Yeah you're right in the grand scheme of things that we all improve at different times but I guess the reason why I feel very "eh" is that I've been on art social media since 2004 and it just feels like I'm not at the level I should be and then I come across artists who improve in like 2-3 years tops and it's like, "Well dang" lol 



MikeTheBrownFox said:


> Oh, I have. As a starving artist for about 5 or 6 years, it's been difficult for me as an artist. I was very unsatisfied with my art since it's not up to level with many professional artists, but it's mostly due to my art style, which is a reason why my art lacks traffic. I have no idea how to change my art style and trying to come up with a new one is much harder than it needs to be.
> 
> I've been slowly becoming more satisfied with my art slowly, but surely. And then there is that harsh reality that my audience is non-existent and my commissions almost never sell really hurts me hard and it just makes me want to cry. I tried everything to get my commissions to sell and to reach out to the public, but it seems that I'm pretty unlucky.



Oh I hear you on feeling not at the level you should be. It's like a yo-yo effect. One moment you're happy with where you are and will be if you keep at it but on another day you feel like your work just isn't good at all... It can send the mind of a loop... 

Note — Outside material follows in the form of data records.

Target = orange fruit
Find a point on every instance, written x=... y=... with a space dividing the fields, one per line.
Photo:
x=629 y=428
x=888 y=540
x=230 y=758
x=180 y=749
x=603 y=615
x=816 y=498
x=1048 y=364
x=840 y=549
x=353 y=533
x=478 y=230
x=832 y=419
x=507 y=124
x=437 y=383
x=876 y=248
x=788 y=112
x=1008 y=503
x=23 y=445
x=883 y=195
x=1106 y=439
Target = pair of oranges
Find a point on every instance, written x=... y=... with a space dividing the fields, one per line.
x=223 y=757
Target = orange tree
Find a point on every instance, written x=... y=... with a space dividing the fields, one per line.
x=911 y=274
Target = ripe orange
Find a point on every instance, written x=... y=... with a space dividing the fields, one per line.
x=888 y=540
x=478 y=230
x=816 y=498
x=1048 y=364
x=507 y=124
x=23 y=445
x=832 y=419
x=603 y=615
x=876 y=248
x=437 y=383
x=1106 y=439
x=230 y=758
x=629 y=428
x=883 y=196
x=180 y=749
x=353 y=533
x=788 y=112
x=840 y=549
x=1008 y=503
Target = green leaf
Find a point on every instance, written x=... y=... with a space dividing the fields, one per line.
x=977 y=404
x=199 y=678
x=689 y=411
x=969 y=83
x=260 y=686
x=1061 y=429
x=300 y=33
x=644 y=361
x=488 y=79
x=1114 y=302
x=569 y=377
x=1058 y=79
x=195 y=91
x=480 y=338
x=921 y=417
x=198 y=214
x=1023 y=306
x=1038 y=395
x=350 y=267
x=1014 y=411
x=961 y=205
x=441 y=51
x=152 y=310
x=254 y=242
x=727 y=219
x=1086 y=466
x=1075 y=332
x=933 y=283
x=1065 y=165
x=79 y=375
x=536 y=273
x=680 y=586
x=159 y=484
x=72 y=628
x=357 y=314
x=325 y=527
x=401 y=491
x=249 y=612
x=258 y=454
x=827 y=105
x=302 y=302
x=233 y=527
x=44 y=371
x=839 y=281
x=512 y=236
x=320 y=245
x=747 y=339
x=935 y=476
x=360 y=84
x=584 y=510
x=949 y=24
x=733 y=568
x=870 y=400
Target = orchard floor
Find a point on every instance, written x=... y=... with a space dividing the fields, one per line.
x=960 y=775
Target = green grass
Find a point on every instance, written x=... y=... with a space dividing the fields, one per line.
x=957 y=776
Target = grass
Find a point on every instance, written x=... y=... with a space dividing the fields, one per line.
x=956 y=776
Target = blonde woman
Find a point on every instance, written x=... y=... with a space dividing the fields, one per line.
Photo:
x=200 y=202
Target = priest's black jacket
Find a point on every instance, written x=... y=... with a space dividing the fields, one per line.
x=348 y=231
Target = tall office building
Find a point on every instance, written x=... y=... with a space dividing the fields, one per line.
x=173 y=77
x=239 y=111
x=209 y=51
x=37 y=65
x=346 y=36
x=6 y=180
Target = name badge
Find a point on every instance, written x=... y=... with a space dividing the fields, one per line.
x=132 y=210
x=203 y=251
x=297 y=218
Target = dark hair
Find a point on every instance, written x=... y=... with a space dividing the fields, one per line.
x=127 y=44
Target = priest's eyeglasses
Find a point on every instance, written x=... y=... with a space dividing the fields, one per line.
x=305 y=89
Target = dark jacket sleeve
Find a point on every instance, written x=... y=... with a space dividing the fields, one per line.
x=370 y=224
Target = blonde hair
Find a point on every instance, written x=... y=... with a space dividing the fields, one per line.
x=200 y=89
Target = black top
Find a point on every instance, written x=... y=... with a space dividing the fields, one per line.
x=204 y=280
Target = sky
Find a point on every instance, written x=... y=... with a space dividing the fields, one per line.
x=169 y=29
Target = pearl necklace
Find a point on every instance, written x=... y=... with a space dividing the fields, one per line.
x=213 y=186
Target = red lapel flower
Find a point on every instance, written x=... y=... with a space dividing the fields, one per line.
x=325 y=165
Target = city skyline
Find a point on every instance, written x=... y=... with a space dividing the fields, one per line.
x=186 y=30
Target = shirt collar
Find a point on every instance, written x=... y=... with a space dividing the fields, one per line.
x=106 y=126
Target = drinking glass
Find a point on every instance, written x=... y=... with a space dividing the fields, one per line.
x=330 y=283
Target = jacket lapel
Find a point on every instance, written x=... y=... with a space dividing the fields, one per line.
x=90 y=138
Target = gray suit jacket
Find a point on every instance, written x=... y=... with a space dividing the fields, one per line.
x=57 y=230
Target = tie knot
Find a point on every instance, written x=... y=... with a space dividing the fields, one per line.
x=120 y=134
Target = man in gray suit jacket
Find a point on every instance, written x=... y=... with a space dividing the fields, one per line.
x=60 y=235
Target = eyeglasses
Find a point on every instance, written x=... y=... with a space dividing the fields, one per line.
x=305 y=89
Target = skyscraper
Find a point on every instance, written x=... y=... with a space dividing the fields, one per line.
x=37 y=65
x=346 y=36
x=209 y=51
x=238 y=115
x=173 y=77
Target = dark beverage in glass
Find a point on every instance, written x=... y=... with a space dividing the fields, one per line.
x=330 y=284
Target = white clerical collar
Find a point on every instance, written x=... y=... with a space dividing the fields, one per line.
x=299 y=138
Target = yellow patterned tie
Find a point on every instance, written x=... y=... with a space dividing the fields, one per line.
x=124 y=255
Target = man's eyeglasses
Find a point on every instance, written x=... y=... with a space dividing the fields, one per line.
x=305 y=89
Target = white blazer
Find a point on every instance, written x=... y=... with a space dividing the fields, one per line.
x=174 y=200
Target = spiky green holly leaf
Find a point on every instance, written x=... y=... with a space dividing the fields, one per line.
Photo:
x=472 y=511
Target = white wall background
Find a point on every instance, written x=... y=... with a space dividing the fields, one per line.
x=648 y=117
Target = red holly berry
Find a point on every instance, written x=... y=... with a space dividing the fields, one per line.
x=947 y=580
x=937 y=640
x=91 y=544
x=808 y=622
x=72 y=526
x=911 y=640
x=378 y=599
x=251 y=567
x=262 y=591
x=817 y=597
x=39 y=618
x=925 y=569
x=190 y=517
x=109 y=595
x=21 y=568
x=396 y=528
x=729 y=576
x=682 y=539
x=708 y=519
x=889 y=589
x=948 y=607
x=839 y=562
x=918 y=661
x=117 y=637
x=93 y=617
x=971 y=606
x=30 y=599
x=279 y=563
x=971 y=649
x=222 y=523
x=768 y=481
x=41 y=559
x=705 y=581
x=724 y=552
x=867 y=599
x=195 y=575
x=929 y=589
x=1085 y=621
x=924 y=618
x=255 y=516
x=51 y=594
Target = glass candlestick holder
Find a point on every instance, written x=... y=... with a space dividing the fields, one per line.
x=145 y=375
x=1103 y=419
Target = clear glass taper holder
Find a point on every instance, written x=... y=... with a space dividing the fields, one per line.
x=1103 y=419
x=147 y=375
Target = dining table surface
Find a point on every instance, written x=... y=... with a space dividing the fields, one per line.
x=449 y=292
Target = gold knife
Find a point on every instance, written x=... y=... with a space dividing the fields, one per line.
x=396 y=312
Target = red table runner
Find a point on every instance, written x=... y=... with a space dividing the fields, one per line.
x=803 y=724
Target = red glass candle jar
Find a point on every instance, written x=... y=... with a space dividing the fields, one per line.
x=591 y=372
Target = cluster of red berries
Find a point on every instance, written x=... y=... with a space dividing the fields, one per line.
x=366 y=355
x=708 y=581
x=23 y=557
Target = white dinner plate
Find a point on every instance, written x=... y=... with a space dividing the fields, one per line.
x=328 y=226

Yeah, learning a new style can be a challenge because you've gotten used to how you do things a certain way and to unlearn it can feel impossible. 



malibu said:


> I never feel like giving up on drawing because I draw for myself. Drawing is basically the only thing keeping me tied due to my diagnosed mental illnesses. If I don't draw, I can get pretty unhinged and have an emotional breakdown.
> 
> That doesn't mean I share everything, though. You're completely right about it being disheartening to put work into something you love only to have it ignored. I very rarely post personal artwork online, because I feel like everything I spend hours of effort on gets passed up. It's really painful to pour your heart into something and see that it has the lowest views of any other recent work.
> 
> I just don't post anything I love and care about online. It's less painful that way.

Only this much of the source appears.